Oh, latency, thou art a heartless bitch

In this article we will try to summarize everything we know about latency of online broadcasts from the web camera of a browser: what causes the latency, how to avoid it, and how to make an online broadcasting truly real time.

Then, we will show what happens to latency through the example of a WebRTC implementation, and how using WebRTC allows keeping latency comfortably low.

Latency

Even 1-3 seconds of delay in communication causes slight discomfort to both side of the talk. The lag is noticeable and needs consideration. When you know about the lag, you talk like you would on the two-way: speak, then wait while the other person “rogers”. You can often see a talk like that on television, when a field journalist reports to the studio:

online-broadcasting-with-webcam

– John, can you hear me? John?
– 3 seconds later…
– Loud and clear, Oprah.
– 3 seconds later…
– John, what the hell is going on? John?

Common myths about latency

Below are three most common misconceptions about latency and video transmission quality.

I have 100 Mbps

1. I have 100 Mbps, so I should not experience any problems.

In fact, it does not matter what figures your Internet provider claims to deliver in its advertising. What matters is real bandwidth between your device and the remote server or device adjusted for all intermediate nodes the traffic passes through. The provider physically cannot guarantee 100 Mbps to any arbitrary node on the Web.

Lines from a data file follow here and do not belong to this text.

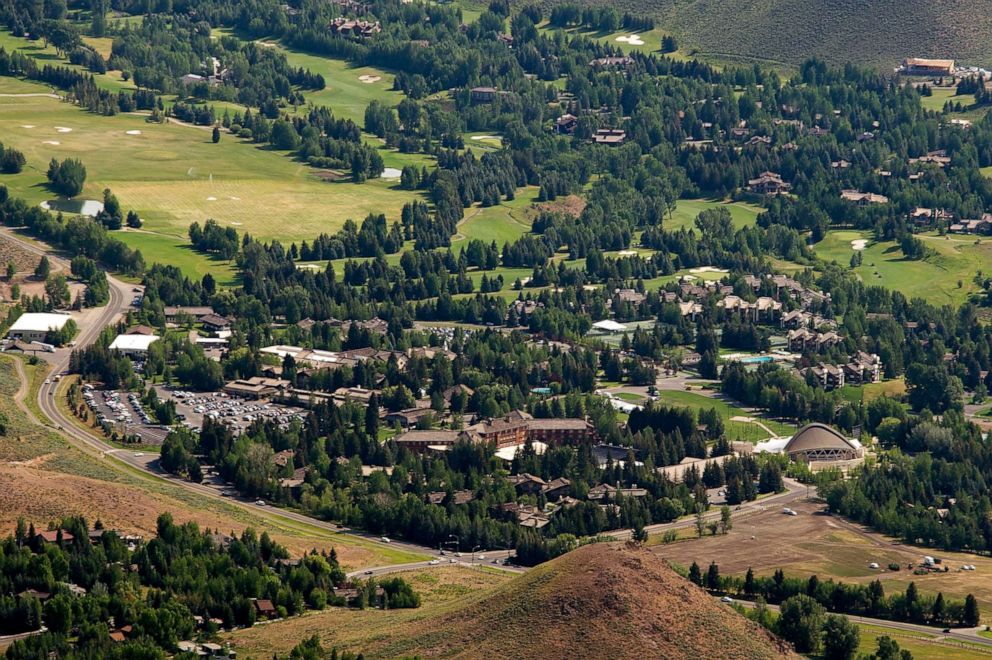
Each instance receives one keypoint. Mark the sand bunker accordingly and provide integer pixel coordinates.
(631, 39)
(89, 207)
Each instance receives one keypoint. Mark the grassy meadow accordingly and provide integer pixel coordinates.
(735, 430)
(742, 214)
(173, 175)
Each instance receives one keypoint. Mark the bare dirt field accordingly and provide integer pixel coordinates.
(829, 546)
(44, 479)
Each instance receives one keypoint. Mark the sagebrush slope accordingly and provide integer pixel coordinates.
(600, 601)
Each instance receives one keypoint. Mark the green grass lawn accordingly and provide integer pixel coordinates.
(865, 393)
(741, 213)
(921, 645)
(180, 254)
(503, 223)
(956, 259)
(734, 430)
(173, 175)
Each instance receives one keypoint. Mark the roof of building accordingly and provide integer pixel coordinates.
(39, 322)
(928, 63)
(133, 342)
(818, 436)
(609, 326)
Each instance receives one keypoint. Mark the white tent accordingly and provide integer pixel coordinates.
(609, 326)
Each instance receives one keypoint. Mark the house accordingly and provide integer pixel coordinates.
(355, 28)
(419, 441)
(256, 387)
(863, 199)
(827, 376)
(938, 158)
(35, 326)
(981, 225)
(483, 94)
(608, 492)
(215, 322)
(863, 368)
(528, 483)
(768, 183)
(609, 136)
(796, 319)
(174, 314)
(141, 330)
(133, 345)
(52, 536)
(282, 458)
(409, 417)
(919, 66)
(265, 608)
(556, 488)
(612, 62)
(802, 338)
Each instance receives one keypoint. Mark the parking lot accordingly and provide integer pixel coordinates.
(123, 412)
(236, 413)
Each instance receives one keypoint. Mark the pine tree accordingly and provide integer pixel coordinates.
(695, 575)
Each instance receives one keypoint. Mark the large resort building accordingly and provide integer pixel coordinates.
(815, 444)
(512, 430)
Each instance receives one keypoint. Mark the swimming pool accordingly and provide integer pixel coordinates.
(757, 360)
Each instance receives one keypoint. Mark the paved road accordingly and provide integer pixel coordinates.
(969, 635)
(120, 296)
(465, 561)
(794, 491)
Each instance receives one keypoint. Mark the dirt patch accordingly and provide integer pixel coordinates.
(828, 546)
(329, 175)
(572, 205)
(41, 495)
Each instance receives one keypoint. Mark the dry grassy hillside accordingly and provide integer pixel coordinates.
(876, 32)
(600, 601)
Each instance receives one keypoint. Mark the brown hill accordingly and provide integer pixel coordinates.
(600, 601)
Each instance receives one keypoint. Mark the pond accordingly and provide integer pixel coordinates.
(88, 207)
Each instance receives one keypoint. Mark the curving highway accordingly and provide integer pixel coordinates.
(121, 294)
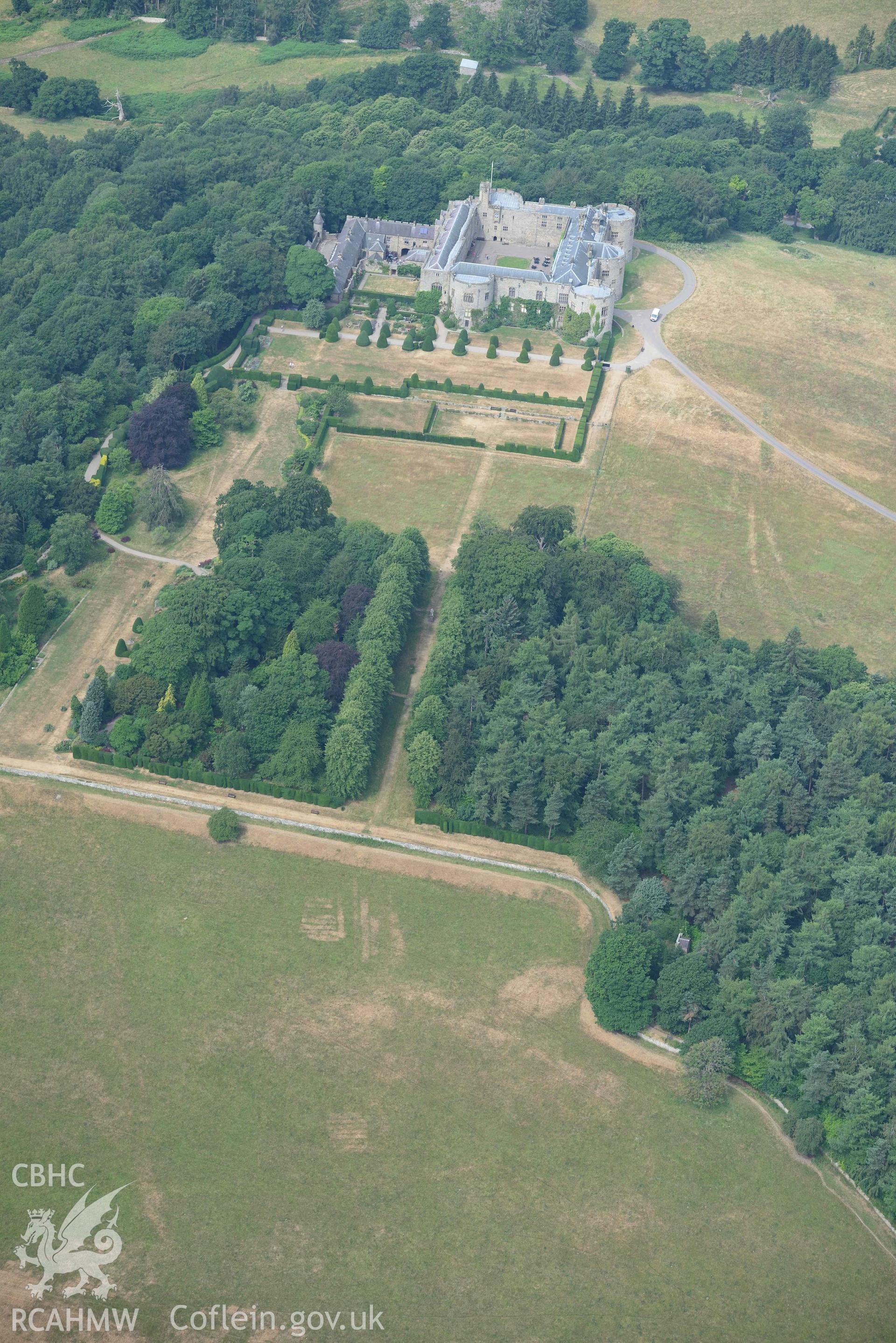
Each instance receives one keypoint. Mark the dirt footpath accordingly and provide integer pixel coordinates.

Even 1 Mbps is not guaranteed. Suppose, the person your are communicating with is located somewhere in Brazilian countryside, while you broadcast from a datacenter in the City of London. Whatever your bandwidth really is, it is not the same for the other side of the communication.

channel-capacity

Therefore, the unpleasant truth is: you don’t really know the real bandwidth between you and the other person, and even your internet provider does not know this, because this is a floating value that is different at any given moment and for any given host you may exchange information with.

Aside from pure bandwidth, there is also jitter – deviations in timings between packets. You can smoothly download terabytes of data or even enjoy high results in Speedtest, but for real time playback with minimal latency it is extremely important to receive all packets in time.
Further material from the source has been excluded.